Dopo mesi di stretto riserbo trapela, infatti, che il collaboratore sta ricostruendo le fasi dell’agguato costato la vita a Vincenzo Antonio Di Girgenti. Era il titolare di una piccola azienda agricola di Alessandria della Rocca e fu in via Dante, una delle strade principali della cittadina agrigentina, che i killer lo attesero. Lo crivellarono a colpi di fucile mentre stava salendo in macchina. Nessun dubbio sulla matrice mafiosa dell’agguato.

In quegli anni morivano in una macabra sequenza Pietro Longo, Calogero Cinà, Tommaso Coniglio, Vincenzo Montalbano, Pietro Sicardi, Francesco Paolo Picarella, Paolo Calandrino, Giuseppe Patrinostro, Diego Passafiume, Ignazio Panepinto, Calogero Panepinto, Francesco Maniscalco, Emanuele Seidita, Giovanni Carbone, Angelo Mario piazza, Antonino Russo.

Molti omicidi non sono stati ancora risolti anche se sono emersi collegamenti fra di essi. Alcuni erano certamente legati ai contrasti per la gestione delle risorse idriche della diga Castello.

Un intreccio di mistero e morte lega Bagheria alla provincia di AgrigentoSorprende il fatto, però, che un uomo di Bagheria possa essere informato su un delitto avvenuto lontano dal suo territorio. A meno che del commando di morte non facesse parte un palermitano, il cui ruolo era sconosciuto anche ai pentiti agrigentini. Ipotesi, solo ipotesi. Di certo il pentimento di Pasquale Di Salvo, che sembrava essere meno importante di altri, assume uno spessore diverso. Apre squarci inediti nell’alleanza fra i clan di province diverse.

A Bagheria Di Salvo avrebbe svolto il ruolo di soldato della famiglia diretta da Giampiero Pitarresi. Le cimici registrarono i suoi interessi nel settore dello smaltimento dei rifiuti, ma anche la sua paura per l’imminente arresto. Aveva infatti ricevuto la “soffiata” che lo stavano braccando e nel dicembre 2015 progettava di fuggire in Albania. Tutto inutile, i carabinieri del Nucleo investigativo del comando provinciale di Palermo lo arrestarono prima che lasciasse la Sicilia.
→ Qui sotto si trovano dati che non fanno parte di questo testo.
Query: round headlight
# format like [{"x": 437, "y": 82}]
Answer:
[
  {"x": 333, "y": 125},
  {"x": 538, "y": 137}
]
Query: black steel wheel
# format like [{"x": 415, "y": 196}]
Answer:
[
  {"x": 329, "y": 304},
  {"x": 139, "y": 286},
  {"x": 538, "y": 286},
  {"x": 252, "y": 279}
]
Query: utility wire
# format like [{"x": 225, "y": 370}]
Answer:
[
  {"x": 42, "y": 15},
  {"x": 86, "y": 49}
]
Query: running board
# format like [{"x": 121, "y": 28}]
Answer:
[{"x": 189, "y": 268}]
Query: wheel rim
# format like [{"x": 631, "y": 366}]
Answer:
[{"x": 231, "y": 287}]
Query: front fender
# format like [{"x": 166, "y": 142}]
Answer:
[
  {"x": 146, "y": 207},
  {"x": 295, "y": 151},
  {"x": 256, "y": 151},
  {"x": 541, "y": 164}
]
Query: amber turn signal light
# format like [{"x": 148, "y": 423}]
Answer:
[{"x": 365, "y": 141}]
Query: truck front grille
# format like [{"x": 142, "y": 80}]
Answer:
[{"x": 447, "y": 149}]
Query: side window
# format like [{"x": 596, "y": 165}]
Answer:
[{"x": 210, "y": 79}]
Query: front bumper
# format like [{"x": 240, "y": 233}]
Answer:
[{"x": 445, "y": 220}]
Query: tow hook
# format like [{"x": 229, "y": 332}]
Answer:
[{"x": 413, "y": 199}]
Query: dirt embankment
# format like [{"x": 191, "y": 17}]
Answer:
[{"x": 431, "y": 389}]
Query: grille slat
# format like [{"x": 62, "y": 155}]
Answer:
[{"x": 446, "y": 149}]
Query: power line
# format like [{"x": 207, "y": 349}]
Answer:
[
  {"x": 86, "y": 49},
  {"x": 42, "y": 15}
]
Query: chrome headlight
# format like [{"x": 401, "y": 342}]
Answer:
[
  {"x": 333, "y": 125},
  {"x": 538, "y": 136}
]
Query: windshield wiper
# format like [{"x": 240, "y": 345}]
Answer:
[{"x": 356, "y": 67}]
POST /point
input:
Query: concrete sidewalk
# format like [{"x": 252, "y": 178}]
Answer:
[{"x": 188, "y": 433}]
Di Salvo si muoveva aveva la benedizione dell’anziano capomafia Pino Scaduto. Che del neo pentito diceva: “Dignità ne ha trentatremila volte più di lui”, e cioè di qualcuno che a Di Salvo rimproverava il “peccato originale” di avere indossato la divisa. Il nuovo collaboratore di giustizia era stato un poliziotto e aveva lavorato nella scorta di Giovanni Falcone. “Una disgrazia”, la definiva Scaduto durante un colloquio intercettato in carcere, ma “dopo se n’è accorto e si è spogliato… è onesto al cento per cento questo te lo posso dire io…”.

Di Salvo si era fatto ben volere. Era un semplice soldato, alle dipendenze del capo decina Carmelo D’Amico e del capo famiglia Nicolò Testa, ma con mansioni delicate, come le comunicazioni fra gli affiliati e le estorsioni ai danni dei commercianti. In cuor suo, e in gran segreto, il neo pentito sperava di fare il salto di qualità. Quando si sparse la notizia di una possibile scarcerazione di Scaduto era pronto ad affiancare il suo vecchio capo per mettere alla porta coloro che avevano gestito il territorio in maniera morbida.